“Platonic Conception”, a brief introductory on three contemporary views of mimesis, will be hosted by Silvis Studio, an alternative space in Williamsburg, Brooklyn, containing the works of Bonnie K. Mancini, Daniel Morgan Bengston, and Sam McCune. Please join them at 338 Berry Street, 2nd Floor (between South 5th & South 4th), on April 7, 2011 from 6-8pm.

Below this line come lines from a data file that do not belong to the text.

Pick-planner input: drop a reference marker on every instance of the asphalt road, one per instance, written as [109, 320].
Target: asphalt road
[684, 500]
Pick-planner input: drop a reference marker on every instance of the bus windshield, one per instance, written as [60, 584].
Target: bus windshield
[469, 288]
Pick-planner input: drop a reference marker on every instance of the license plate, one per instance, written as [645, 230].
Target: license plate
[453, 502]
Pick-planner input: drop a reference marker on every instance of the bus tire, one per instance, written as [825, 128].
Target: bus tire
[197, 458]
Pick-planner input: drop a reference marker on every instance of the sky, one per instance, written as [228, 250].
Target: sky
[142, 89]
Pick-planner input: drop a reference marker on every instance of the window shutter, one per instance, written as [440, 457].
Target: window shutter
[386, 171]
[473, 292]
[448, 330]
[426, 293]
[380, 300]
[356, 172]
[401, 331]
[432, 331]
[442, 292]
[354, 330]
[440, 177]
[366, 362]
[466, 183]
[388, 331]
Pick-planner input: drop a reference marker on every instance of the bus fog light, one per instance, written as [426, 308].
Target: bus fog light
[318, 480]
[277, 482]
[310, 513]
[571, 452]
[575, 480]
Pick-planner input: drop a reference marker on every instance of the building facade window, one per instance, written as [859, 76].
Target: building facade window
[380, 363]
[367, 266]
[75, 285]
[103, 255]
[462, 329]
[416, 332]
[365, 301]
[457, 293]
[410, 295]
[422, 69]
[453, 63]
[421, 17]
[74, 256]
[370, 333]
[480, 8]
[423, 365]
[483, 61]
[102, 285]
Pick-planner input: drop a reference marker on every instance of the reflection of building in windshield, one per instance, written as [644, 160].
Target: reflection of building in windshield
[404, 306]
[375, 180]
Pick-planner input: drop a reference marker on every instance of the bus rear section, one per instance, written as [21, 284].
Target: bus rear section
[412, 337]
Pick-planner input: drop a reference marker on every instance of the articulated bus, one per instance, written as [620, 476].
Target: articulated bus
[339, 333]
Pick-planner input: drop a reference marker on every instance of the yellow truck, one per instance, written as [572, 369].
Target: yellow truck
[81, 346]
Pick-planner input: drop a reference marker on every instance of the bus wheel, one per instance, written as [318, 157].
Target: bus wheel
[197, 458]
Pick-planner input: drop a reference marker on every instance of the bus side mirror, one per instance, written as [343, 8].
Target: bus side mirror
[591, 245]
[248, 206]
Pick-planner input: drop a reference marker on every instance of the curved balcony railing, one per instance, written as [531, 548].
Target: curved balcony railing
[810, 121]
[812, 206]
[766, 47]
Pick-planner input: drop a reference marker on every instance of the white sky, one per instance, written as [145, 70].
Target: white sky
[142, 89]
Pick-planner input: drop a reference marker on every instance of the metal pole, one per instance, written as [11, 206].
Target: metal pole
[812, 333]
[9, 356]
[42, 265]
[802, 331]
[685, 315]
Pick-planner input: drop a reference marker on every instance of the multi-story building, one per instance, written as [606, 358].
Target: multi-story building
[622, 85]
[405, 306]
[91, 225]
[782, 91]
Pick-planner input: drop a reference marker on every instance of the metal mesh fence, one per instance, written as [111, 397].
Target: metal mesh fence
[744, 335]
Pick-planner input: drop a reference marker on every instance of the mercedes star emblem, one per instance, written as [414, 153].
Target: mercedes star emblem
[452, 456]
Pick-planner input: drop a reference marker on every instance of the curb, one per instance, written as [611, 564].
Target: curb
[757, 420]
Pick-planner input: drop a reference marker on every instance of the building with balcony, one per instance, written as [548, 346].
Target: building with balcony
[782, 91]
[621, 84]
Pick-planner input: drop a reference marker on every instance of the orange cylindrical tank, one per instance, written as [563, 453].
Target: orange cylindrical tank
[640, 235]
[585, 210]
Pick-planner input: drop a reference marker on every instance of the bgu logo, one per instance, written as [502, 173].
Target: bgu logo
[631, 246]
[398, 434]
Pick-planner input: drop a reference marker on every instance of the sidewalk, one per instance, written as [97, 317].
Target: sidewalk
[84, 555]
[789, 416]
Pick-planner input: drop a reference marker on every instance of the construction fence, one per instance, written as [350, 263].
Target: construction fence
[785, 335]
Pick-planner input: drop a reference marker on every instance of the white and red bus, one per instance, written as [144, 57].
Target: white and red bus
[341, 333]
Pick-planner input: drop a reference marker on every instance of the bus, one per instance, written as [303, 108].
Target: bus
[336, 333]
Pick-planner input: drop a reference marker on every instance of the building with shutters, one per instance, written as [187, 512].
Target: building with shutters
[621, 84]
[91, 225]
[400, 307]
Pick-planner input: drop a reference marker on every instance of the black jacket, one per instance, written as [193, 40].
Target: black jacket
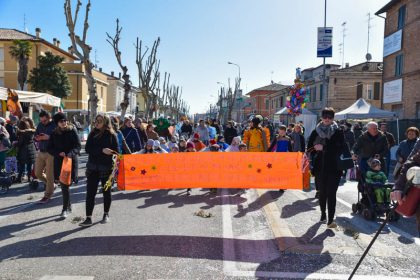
[326, 161]
[98, 161]
[26, 151]
[67, 142]
[230, 133]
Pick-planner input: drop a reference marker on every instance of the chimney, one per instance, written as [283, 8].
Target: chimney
[38, 32]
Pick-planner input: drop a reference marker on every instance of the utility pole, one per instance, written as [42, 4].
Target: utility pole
[324, 87]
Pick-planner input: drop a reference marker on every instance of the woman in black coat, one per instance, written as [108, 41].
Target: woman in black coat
[64, 142]
[101, 145]
[26, 151]
[326, 144]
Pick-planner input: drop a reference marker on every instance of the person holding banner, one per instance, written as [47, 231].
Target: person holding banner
[326, 143]
[257, 138]
[101, 145]
[64, 145]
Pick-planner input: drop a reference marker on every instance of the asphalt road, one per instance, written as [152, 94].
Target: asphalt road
[156, 235]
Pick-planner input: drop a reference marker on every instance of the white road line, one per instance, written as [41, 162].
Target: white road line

Bonnie K. Mancini’s work deals with the subjective nature of relational p…sychology directly. By employing genograms, Mancini tracks her personal relationships and constructs tailored pictorial representations of them. Genograms were popularized in the mid-eighties and are now used in psychology, social work, genetic research, and education. By making public a coded primer of her relationships, Mancini toys with concepts of the the voyeuristic gaze through an abstracted medium, much the same way that people interact with each other via more traditional forms of communication. Contained within Mancini’s installation of genograms is the syntax for her ability to relate to others, and a need for expressing these relationships through a sublime experience.
Daniel Bengston Morgan works with the idiosyncrasies of modernism, translated through the physical forms of idealized constructs like the icosahedron, Buckminster Fuller’s geodesic domes, and visualizations of atmospheric effects. Morgan uses this visual language of science, and discriminates the wanton hope of the high modern era from the utopian visions that are many times applied to it. In deference to Platonic thought, this “humanization” allows the idealized forms to be consubstantiated with the physical work, while never fully overlapping.
Samuel McCune explores the world by making. This tangibility and authority allows his work to carry a variety of subjects while still containing a signature quality. McCune weaves information, symbology, and materials into intricate, sacramental networks. Each of these networks must then be read like a research paper, referencing, extrapolating, and inferring great deals of data through a single form, which may then contain addenda for further perusal. This pursuance of “packing” a form with as much data as it can hold is an incredibly old struggle, connecting most major philosophical concerns in Western thought.